The medical director’s resignation is the latest failure for a department entrusted with the care of the nation’s capital citizens and visitors

Since publication some of the opinions expressed in this article have been modified. Learn more about DCFEMS key performance indicators and view a widget which displays daily and 30-day trailing fire incidents and EMS incidents on the DCFEMS website.

The never-ending story of DC Fire and EMS, a department that supposedly protects the health and welfare of our nation’s capital citizens and visitors, has yet again closed another chapter filled with failed policies, indifferent leadership and lousy public safety.

With the resignation of Dr. Jullette Saussy, another well-intentioned physician trying to make a difference, DCFEMS once again proves that organizations will always rise — or sink — to the level of incompetency that pervades the system.

At least this time a small snippet of the curtain was lifted away for a moment, allowing Washington DC’s naive political leadership an opportunity to glimpse at what most of us EMS industry insiders have known for decades — don’t get sick in the District and expect any level of competent care to arrive at your door in some reasonable amount of time.

House on fire? Sure, DC fire can handle that. Though fires likely happen much less frequently than EMS calls, they spend an enormous amount of money on fire suppression. And there is such an overload of staffing to take care of those infrequent fires; how could they not manage a structure fire?

But to handle the hundreds of daily medical calls, for some reason that doesn’t really matter to DCFEMS leaders.

I suspect that more people die within the district each week from a sudden cardiac arrest than from the fires that have raged in the district over the past ten years. How many of these individuals could be saved if even an average medical response was mounted?

What about heart attacks? Strokes? Hemorrhage? Complicated childbirth? Traumatic brain injury? Asthma attacks?

Each of these patient subsets have a time interval where prompt, accurate care can make a difference in how someone survives — and thrives — after the event.

I wonder if DCFEMS leaders live within the District, or have family or friends who reside there. And do they have some tinge of guilt or remorse that they collect a paycheck working in a system that doesn’t seems to serve its EMS purpose.

Over the decades I’ve seen incident after incident of incompetency reported about DCFEMS. I used to believe that some of our smartest, wisest and most committed citizens work in the District, for the greater good of the country. Clearly that’s not the case within DCFEMS nor in the leadership of Washington DC.

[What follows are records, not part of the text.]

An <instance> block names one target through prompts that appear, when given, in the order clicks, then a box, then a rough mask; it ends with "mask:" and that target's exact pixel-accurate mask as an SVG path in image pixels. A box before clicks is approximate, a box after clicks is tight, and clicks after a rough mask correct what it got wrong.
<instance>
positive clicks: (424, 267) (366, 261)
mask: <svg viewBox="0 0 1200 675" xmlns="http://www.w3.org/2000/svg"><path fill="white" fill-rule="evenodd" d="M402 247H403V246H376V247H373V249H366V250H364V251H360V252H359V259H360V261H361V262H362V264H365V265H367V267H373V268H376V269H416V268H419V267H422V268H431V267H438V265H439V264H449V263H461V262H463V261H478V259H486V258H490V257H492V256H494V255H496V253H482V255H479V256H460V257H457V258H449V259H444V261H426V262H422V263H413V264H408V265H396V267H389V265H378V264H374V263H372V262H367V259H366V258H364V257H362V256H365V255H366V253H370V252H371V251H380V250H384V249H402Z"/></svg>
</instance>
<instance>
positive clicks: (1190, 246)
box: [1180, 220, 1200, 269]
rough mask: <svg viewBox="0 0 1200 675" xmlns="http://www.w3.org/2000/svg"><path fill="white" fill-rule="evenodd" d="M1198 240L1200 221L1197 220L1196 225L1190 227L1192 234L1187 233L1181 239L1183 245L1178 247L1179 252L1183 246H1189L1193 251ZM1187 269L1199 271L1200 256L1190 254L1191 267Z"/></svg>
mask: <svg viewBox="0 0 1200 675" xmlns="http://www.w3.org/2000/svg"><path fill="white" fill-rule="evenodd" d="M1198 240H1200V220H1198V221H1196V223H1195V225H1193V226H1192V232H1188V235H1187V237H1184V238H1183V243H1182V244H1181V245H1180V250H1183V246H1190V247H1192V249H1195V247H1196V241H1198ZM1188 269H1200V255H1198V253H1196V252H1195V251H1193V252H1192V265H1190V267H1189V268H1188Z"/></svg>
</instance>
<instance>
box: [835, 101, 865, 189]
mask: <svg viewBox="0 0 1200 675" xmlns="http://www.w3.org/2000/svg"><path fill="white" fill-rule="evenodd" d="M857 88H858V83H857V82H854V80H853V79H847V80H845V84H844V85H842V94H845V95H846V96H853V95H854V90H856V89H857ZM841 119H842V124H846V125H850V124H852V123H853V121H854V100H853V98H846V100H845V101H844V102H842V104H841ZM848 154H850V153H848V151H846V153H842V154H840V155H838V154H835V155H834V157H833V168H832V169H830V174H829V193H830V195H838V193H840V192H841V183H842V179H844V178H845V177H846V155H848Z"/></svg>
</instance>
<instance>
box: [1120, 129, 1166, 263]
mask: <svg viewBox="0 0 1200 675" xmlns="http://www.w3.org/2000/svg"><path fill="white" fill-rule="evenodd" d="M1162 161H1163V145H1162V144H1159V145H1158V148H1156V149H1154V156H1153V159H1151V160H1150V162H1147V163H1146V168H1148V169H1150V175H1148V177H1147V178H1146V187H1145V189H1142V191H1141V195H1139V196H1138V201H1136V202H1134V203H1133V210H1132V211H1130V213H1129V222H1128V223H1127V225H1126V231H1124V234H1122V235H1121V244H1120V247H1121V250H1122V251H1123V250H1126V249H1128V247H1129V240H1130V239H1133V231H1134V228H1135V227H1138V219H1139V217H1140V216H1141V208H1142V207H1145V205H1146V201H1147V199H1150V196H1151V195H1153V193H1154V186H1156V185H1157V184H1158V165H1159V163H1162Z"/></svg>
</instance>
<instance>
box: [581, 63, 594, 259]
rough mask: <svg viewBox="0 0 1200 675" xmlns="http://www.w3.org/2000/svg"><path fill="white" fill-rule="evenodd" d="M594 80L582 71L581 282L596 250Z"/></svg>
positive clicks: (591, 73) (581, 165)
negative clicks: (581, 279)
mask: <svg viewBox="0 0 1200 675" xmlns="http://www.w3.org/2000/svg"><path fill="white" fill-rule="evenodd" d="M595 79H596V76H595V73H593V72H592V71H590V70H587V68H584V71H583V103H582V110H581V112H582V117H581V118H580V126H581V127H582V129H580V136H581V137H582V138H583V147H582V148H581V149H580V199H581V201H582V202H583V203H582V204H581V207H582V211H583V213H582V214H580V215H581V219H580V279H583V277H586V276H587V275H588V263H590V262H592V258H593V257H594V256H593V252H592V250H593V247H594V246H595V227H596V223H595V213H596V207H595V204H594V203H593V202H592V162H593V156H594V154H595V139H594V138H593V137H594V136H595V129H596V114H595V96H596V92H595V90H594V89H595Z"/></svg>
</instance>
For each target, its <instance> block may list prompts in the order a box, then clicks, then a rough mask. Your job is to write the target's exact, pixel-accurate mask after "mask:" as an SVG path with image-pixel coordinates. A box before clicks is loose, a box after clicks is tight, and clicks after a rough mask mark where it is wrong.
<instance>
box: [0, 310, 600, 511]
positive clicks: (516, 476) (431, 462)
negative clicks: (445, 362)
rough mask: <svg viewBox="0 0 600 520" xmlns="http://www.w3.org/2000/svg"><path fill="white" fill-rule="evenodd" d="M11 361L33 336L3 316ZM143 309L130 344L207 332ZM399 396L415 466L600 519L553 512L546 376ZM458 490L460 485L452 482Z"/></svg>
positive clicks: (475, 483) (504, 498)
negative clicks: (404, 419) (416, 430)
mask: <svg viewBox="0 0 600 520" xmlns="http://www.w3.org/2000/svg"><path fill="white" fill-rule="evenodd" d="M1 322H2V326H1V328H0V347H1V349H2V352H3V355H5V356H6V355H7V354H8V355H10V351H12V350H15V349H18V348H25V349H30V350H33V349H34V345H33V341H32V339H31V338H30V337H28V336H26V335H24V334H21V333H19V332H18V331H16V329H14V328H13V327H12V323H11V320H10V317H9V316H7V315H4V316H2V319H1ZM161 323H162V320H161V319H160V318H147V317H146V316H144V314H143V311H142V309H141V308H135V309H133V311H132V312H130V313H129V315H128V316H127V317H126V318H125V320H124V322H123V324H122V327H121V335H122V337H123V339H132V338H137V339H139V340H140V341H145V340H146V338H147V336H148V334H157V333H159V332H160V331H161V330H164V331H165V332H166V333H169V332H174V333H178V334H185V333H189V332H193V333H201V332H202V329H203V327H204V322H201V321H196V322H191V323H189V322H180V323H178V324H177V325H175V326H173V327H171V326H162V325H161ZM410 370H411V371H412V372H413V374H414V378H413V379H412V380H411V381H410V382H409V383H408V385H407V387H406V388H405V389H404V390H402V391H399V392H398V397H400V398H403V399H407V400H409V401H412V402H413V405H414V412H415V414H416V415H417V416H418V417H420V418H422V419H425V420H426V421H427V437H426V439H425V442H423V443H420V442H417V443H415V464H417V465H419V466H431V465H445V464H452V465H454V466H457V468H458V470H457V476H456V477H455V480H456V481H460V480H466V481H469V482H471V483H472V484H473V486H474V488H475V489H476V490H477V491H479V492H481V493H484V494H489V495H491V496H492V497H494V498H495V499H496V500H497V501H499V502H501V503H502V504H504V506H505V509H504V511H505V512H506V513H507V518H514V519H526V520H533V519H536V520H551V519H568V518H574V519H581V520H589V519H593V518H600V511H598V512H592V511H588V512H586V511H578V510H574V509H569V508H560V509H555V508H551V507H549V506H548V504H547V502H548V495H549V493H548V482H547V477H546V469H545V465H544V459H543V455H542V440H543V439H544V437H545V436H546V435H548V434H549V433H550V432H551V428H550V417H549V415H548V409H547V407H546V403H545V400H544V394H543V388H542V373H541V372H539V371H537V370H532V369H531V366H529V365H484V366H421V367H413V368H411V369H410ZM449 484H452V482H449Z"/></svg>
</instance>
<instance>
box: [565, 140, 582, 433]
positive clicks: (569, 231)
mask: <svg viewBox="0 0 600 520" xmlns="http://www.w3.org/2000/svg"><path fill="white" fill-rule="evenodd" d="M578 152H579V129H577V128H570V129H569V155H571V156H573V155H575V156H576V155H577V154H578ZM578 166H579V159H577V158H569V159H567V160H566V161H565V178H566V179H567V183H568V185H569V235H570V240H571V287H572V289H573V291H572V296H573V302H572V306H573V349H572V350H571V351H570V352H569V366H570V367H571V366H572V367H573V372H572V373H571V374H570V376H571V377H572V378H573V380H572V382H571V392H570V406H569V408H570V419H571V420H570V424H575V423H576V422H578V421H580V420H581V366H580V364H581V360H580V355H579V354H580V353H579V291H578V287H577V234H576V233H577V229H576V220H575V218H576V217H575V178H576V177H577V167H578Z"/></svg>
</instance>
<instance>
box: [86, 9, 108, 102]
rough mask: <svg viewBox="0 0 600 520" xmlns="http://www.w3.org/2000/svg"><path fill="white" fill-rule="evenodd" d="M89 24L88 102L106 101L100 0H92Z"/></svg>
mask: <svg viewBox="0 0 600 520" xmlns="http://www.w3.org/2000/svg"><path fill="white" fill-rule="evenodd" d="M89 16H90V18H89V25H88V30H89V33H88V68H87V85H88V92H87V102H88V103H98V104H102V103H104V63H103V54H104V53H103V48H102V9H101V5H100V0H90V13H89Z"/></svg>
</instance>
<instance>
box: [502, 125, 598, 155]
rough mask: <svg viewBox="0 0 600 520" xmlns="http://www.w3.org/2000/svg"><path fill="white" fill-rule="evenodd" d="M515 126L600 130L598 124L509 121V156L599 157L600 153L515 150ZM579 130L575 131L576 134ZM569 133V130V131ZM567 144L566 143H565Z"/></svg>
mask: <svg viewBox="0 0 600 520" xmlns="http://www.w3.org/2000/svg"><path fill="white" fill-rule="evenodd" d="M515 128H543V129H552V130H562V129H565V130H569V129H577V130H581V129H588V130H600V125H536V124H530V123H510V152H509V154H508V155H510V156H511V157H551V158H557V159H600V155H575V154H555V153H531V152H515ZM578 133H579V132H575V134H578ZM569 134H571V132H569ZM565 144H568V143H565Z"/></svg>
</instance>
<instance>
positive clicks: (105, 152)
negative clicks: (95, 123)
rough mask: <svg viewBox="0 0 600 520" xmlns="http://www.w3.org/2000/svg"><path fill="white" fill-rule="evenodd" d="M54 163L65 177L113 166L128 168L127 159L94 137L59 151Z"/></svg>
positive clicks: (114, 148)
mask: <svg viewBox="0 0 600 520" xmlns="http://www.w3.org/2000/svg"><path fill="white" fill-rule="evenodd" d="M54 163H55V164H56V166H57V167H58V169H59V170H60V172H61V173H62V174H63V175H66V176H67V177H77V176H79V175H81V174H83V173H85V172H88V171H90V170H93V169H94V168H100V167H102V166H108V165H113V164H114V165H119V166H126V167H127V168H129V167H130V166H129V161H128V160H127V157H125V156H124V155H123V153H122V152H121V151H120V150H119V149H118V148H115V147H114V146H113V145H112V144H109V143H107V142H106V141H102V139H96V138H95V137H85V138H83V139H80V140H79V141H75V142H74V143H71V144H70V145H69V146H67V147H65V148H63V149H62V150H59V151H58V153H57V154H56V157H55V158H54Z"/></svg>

It also seems pretty clear that this is the picture of EMS that our U.S. senators and representatives, and their staff, working in the Capital see when they walk down the boulevards of the capital city. How much of that viewpoint colors and distorts the EMS discussion on the national level?

DCFEMS, the shame of EMS.

Art Hsieh, MA, NRP teaches in Northern California at the Public Safety Training Center, Santa Rosa Junior College in the Emergency Care Program. An EMS provider since 1982, Art has served as a line medic, supervisor and chief officer in the private, third service and fire-based EMS. He has directed both primary and EMS continuing education programs. Art is a textbook writer, author of “EMT Exam for Dummies,” has presented at conferences nationwide and continues to provide direct patient care regularly. Art is a member of the EMS1 Editorial Advisory Board.